I was raised as a careful Yankee — my father’s people were from small town and rural New England.  I turn off the lights as I leave a room; take 3 minute, economical showers; and start my garden plants from seed.

Yet I inherited very different impulses from my mother’s side of the family.  In particular, I spent a lot of my boyhood relishing the flamboyance of my maternal grandfather, a Western mining engineer who drove a sparkly gold Cadillac the size of a spaceship, loved any excuse for giving presents, and settled backyard disputes with the wildlife with a single, precisely placed bullet.

This dichotomy is why I so love this time of year.   By now, my garden is full of the vegetable crops I started from seed in my basement in the Spring.  I’ve got rows and rows of beans and beets, leeks, sprawls of squashes, lavender and nasturtiums, herbs, and side-by-side patches of basil and tomatoes.  Except for the tomatoes, which I ordered as grafted seedlings because they perform better in my verticillium infested soil, I started all of these plantings from seeds that I shook out of paper packets.

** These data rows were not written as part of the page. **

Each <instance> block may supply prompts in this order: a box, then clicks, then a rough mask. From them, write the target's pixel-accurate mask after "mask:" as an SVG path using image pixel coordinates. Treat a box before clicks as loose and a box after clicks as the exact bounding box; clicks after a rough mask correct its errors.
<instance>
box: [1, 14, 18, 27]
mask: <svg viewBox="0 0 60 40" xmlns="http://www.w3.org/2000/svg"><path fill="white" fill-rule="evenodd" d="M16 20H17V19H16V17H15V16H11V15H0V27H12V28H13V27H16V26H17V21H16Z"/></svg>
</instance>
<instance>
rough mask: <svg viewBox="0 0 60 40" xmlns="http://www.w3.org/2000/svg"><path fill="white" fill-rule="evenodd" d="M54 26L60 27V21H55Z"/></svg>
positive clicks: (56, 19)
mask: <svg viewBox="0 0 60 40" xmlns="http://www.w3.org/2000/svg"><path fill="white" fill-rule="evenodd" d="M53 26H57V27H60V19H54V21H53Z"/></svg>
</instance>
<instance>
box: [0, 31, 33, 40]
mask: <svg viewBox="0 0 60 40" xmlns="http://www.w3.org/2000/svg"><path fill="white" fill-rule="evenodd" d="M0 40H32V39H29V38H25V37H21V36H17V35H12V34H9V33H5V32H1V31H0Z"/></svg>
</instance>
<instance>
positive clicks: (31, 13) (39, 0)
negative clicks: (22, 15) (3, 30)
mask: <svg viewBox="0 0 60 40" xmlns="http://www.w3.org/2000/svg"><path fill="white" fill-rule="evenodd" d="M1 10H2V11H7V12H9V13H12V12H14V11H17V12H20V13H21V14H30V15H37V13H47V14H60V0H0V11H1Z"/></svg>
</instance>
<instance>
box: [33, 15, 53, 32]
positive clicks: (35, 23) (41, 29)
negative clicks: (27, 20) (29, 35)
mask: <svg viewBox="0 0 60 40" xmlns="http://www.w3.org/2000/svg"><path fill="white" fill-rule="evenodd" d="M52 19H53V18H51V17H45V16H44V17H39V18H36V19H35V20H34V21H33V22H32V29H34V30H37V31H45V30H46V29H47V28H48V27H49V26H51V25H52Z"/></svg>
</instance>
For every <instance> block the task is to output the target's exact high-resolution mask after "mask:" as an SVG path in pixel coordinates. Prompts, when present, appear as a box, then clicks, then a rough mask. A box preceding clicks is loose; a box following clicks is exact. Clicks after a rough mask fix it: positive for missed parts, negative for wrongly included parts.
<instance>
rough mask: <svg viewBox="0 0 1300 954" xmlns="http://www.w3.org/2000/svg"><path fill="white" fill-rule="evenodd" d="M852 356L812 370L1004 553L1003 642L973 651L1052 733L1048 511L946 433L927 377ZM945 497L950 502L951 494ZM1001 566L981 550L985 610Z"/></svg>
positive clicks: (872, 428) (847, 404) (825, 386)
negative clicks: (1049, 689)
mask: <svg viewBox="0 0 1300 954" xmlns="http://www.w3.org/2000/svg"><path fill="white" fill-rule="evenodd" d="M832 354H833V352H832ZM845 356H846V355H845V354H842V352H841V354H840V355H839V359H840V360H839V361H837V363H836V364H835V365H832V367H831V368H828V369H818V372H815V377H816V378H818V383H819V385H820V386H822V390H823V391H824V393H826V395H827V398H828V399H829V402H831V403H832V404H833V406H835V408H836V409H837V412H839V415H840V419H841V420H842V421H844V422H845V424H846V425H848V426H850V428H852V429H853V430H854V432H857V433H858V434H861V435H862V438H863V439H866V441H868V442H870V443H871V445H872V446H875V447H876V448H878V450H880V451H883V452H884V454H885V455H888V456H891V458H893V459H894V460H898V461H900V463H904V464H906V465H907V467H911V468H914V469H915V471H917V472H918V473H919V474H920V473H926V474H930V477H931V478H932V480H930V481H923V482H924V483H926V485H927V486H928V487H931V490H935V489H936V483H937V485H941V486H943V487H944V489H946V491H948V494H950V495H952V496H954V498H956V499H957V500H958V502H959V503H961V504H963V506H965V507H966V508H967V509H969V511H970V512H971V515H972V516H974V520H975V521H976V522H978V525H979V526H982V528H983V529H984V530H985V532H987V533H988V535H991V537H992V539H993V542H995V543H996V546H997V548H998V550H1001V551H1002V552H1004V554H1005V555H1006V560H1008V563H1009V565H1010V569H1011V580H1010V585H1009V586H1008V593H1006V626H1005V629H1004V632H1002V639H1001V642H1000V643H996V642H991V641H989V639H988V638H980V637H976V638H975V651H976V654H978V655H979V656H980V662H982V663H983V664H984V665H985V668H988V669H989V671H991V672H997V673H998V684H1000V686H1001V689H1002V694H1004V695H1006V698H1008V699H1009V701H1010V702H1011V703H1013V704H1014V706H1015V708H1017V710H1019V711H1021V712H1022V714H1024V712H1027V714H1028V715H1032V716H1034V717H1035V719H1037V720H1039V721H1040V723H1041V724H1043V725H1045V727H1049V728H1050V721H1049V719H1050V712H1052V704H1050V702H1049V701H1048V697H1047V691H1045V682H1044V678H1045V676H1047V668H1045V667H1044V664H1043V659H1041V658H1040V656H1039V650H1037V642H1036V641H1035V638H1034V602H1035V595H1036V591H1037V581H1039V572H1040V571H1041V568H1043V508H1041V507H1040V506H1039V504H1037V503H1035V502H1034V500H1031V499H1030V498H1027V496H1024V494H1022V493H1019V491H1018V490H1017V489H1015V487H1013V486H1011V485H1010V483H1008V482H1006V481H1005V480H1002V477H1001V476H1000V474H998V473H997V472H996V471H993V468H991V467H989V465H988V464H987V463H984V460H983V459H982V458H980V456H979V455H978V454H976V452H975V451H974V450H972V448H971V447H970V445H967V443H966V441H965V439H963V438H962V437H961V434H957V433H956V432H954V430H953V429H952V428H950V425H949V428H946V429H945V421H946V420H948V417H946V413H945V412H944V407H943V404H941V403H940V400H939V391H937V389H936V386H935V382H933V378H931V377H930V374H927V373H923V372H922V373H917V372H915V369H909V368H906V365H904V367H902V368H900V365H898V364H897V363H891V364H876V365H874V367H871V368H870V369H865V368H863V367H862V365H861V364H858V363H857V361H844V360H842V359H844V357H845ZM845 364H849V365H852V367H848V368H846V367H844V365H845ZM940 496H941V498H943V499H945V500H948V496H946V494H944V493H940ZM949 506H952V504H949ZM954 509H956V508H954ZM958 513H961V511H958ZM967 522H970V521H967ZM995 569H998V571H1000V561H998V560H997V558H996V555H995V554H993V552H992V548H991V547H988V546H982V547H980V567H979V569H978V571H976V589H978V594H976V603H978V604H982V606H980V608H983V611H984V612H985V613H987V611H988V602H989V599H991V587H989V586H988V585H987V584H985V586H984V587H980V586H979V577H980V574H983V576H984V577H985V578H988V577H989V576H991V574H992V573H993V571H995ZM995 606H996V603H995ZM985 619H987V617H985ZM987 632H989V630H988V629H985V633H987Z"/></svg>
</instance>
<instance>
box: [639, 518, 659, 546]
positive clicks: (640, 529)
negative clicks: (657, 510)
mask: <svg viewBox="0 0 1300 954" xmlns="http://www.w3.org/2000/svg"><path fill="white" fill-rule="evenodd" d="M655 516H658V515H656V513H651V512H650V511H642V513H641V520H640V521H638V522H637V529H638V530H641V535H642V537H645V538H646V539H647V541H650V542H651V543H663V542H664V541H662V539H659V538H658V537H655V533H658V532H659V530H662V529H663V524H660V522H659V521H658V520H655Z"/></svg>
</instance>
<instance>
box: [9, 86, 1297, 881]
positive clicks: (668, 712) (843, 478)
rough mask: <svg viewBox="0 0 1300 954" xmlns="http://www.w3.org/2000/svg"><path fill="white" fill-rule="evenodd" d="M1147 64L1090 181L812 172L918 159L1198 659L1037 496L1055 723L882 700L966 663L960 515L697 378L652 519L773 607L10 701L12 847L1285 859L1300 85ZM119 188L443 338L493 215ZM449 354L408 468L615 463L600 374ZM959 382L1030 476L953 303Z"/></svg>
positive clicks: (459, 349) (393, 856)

It rejoices the Yankee side of my soul when my wife Suzanne tells me, as she did this weekend, that she just picked a bushel of beans.  I know that all of that nutrition sprang from a single, four-dollar-and-ten-cent packet. A return on investment that would gratify any Yankee.  And when Suzanne wasn’t picking beans yesterday she was piling up acorn squashes, cucumbers, and zucchinis.  Several of the latter had been hiding under the leaves until they achieved the dimensions of green-striped zeppelins.  We pick most of our zucchinis when they are fashionably slender and small, but I must confess to a weakness for the big, curvaceous ones, the ones with a figure the guys on the corner would describe approvingly as “thick”.

In particular, I’ve found that the heirloom Italian zucchini cultivar, ‘Costata Romanesco,’ has a flesh that keeps its texture and flavor even into obesity.  I split these monsters with a chef’s knife, scoop out the seeds, stuff them with sausage meat we get from a farmer down the road, douse them with tomato sauce, and bake until tender.

In short, I love the glut of this time of year.  I love it not only because it fills our chest freezer, but also because it provides lots of material for giveaways.  I think of my grandfather when I fill the back seat of my car with produce and drive down to the local food pantry to share.  Last year I delivered 4 Napa cabbages that together weighed in at 16 lbs. Of course I could deliver even more if I drove a monster Cadillac.  But that’s not my style.